While Johnson has proven his mettle in other big movies, Efron is not a major draw for the young men that Baywatch was aimed at. His only significant hit was the first Neighbors, which got a lot of mileage out of his mismatch with the schlubby-funny Seth Rogen; by the time they sequelized it two years later, the joke was over, and Neighbors 2 made barely a third of the original. Johnson, too, is more appealing in films with a good comic mismatch (like Central Intelligence, where he was the perfect foil to Kevin Hart) or movies where his co-star simply reinforces the right aspect of his image (like in Fast and Furious, where Vin Diesel simply double-underlines Johnson’s action bona fides). Casting Johnson and Efron opposite each other is a comic nonstarter: When you put the pair of them together, all you see is two guys who must spend half their days thinking about their bodies.
Little more needs to be said about Depp’s waning star appeal, which had already been whittled down by flops like The Tourist and Transcendence but took a further hit after spousal-abuse allegations and headlines about profligate spending. If people don’t even want to see your full face on a billboard anymore, they won’t rush to see it in theaters, either.
We’ve saved the biggest no-brainer for last: Baywatch and Pirates were badly reviewed because they’re not good … and it ain’t the critics who made those movies. Baywatch director Seth Gordon has only made one well-reviewed movie — the first Horrible Bosses, which barely attained a fresh rating on Rotten Tomatoes — and three empty star comedies: Four Christmases, Identity Thief, and now Baywatch. That the first two of those were successful is a testament to their stars, not their quality.

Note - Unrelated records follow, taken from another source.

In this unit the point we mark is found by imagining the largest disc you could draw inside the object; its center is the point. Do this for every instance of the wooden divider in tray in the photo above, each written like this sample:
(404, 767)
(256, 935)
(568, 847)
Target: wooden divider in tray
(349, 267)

That Baywatch wasn’t is proof that even star appeal can only take you so far.
As for Pirates, if Depp can barely be bothered to go to set and is giving such a phoned-in performance that he’s allegedly being fed lines via earpiece, what reason is there for anyone else to be giving this enterprise their best work? These movies are only being made now so the invested principals can afford more houses; they aren’t being made to please audiences, and they certainly aren’t bombing because critics didn’t like them. Give us a good movie, and we’ll support it. Give us a bad one, and audiences won’t need critics to confirm their palpable disinterest.